As export is falling in the country, the country is still taking on debt for infrastructure development. Countries such as China, India and institutions such as the World Bank have been in a rush to lend much needed financial resources. What should be concerning the government is whether the loans will turn into unsustainable debt, which will need to be paid back at the cost of the country’s economic stability and sovereignty.
As one of the world’s fastest growing economies, Ethiopia has seen its economy grow at a rate of about 9.8pc each year. This growth was instrumental in producing the development successes that are visible in the country. However, there hasn’t seemed to be any plans to shore up economic revenues to eventually pay back the debt. The way loans are viewed in government policies, as ratios of Growth Domestic Product (GDP) risks fostering complacency in the government. Looking at loan as as ratio of exports gives a much clearer picture of how much a country actually owes with respect to how much money it makes.
Some of the country’s external loans, both bilateral and multilateral, have been spent on a slew of investments, from sugar factories (some of which have been cancelled), to roads, courtesy of Chinese contractors. Loans being spent on investments, rather than consumption (like the army and oil) traditionally have a much better chance of being paid back. While the loan to export ratio has not yet pushed into the realm of unsustainable debt (150pc), Ethiopia is surely headed that way. While its loans are pegged at 23pc, considered “low risk,” the volume of loans is increasing, and its external debt is at 31pc GDP, as noted by institutions such as the IMF.

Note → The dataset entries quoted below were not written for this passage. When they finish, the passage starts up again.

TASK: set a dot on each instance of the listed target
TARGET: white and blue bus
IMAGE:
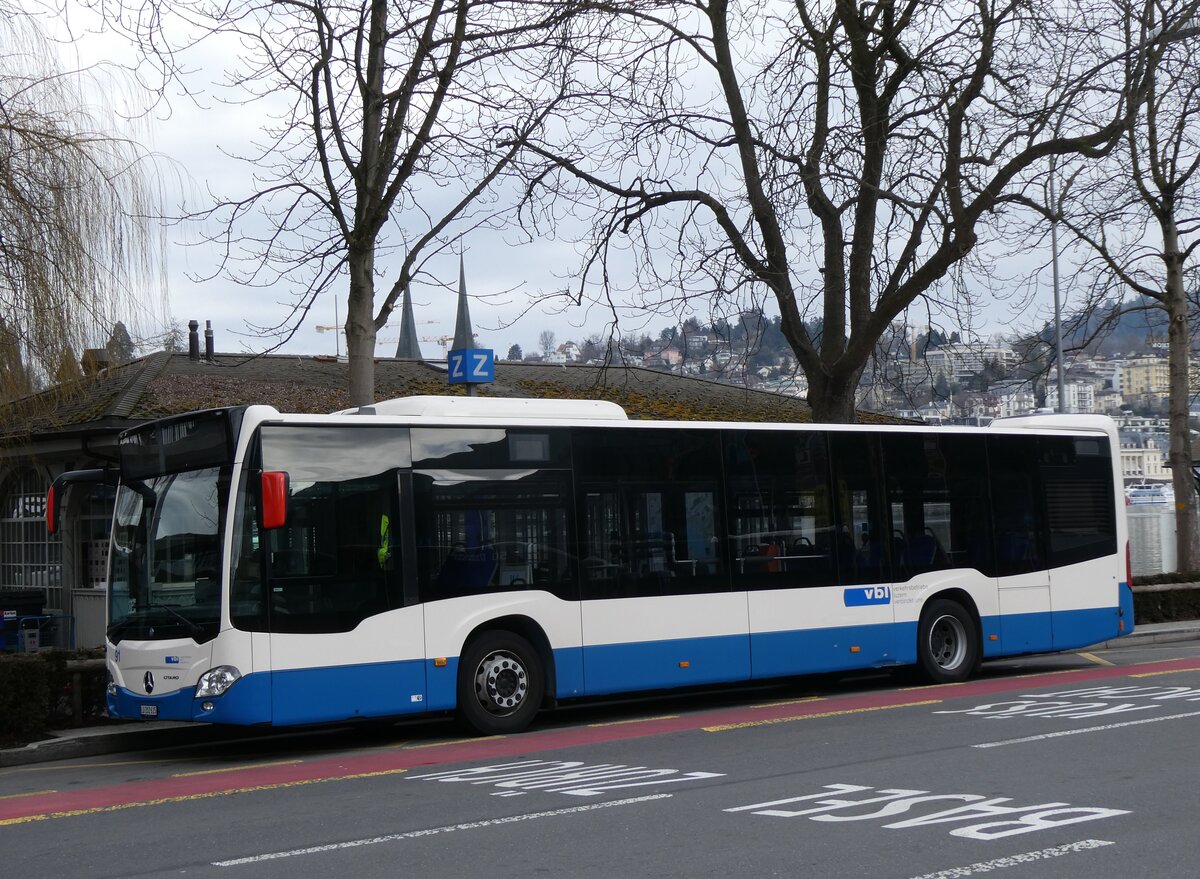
(497, 556)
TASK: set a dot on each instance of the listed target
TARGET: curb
(1156, 633)
(90, 742)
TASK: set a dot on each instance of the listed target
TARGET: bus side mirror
(58, 492)
(52, 512)
(275, 500)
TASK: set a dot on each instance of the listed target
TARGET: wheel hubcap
(501, 682)
(948, 641)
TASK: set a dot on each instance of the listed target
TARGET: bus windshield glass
(165, 578)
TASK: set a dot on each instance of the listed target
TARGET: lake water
(1151, 538)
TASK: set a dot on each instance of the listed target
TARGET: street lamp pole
(1057, 299)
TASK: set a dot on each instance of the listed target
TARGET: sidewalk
(145, 735)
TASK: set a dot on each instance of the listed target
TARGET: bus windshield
(166, 560)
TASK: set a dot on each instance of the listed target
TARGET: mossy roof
(169, 383)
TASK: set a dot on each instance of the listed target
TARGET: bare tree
(838, 157)
(1139, 216)
(387, 126)
(79, 247)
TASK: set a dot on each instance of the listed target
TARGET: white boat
(1150, 492)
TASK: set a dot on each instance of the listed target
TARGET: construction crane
(444, 341)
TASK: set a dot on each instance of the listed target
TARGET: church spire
(463, 336)
(408, 347)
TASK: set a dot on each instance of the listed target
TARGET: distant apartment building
(1013, 399)
(1146, 377)
(1079, 398)
(961, 360)
(1143, 458)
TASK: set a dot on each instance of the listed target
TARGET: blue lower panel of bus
(810, 651)
(249, 701)
(348, 692)
(685, 662)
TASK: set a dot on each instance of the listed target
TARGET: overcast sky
(503, 276)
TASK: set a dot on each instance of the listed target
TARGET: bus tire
(501, 683)
(947, 643)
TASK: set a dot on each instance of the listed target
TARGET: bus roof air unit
(473, 407)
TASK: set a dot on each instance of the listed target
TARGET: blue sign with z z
(471, 366)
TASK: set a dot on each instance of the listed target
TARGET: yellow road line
(190, 797)
(235, 769)
(636, 719)
(789, 701)
(35, 793)
(772, 721)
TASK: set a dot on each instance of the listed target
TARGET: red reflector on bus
(275, 500)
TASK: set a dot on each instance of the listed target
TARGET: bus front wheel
(501, 683)
(947, 643)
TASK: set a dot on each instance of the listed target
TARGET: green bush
(37, 693)
(24, 698)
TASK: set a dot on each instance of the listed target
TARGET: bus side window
(1015, 506)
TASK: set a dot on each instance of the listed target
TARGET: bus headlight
(216, 681)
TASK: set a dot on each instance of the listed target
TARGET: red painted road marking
(376, 763)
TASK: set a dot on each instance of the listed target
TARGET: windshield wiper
(195, 628)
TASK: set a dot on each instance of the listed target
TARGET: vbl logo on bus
(862, 596)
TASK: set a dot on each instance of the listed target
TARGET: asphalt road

Ethiopia’s high debt has not been matched by a better utilised export industry. If the debt to export ratio is not balanced, this can cause a defect that can lead to a financial crisis, which in return can lead the country to extreme measures to pay back the loans. This includes the pressure to print more money which leads to inflation, as seen in countries such as Argentina and Nigeria. Once these loans mature, there is a risk of a bailout, where governments will be forced to cut essential services to the populations and lose its ability to enact sovereign financial policies. It will be forced to pay high interests of a loan, taking away resources from citizens’ social safety nets.
Taxpayers (citizens) will become the ultimate footers of the debt.
Even as the IMF and the World Bank draw a framework, where countries will not borrow more than they are able to pay, the willingness for Ethiopia to sign on to external loans at every opportunity should be concerning.
The best option for Ethiopia is to slow down its economical and infrastructure growth, prioritise its many projects, and be wary of being too ambitious at the expense of its economical framework and private entrepreneurships. It should focus on the vital priorities of the country. It should not make decisions to appease political concerns and constituents, but act in areas where the national interest is a priority.
While the Ethiopian society has a slew of government institutions, to run and monitor almost all actions of the government, it has yet to have an institution to monitor the consequences of all the debt the country is eager to sign on for. There needs to be a specific unit that takes charge of this area and monitors the country’s loan: export ratio, which is a vital information.
Unless Ethiopia remains aware of the actual state of external loans and shores up the ailing export sector, it risks becoming what Greek became to Europe – mismanaged and unable to meet the basic social needs of its vulnerable citizens let alone become the respected voice within the region.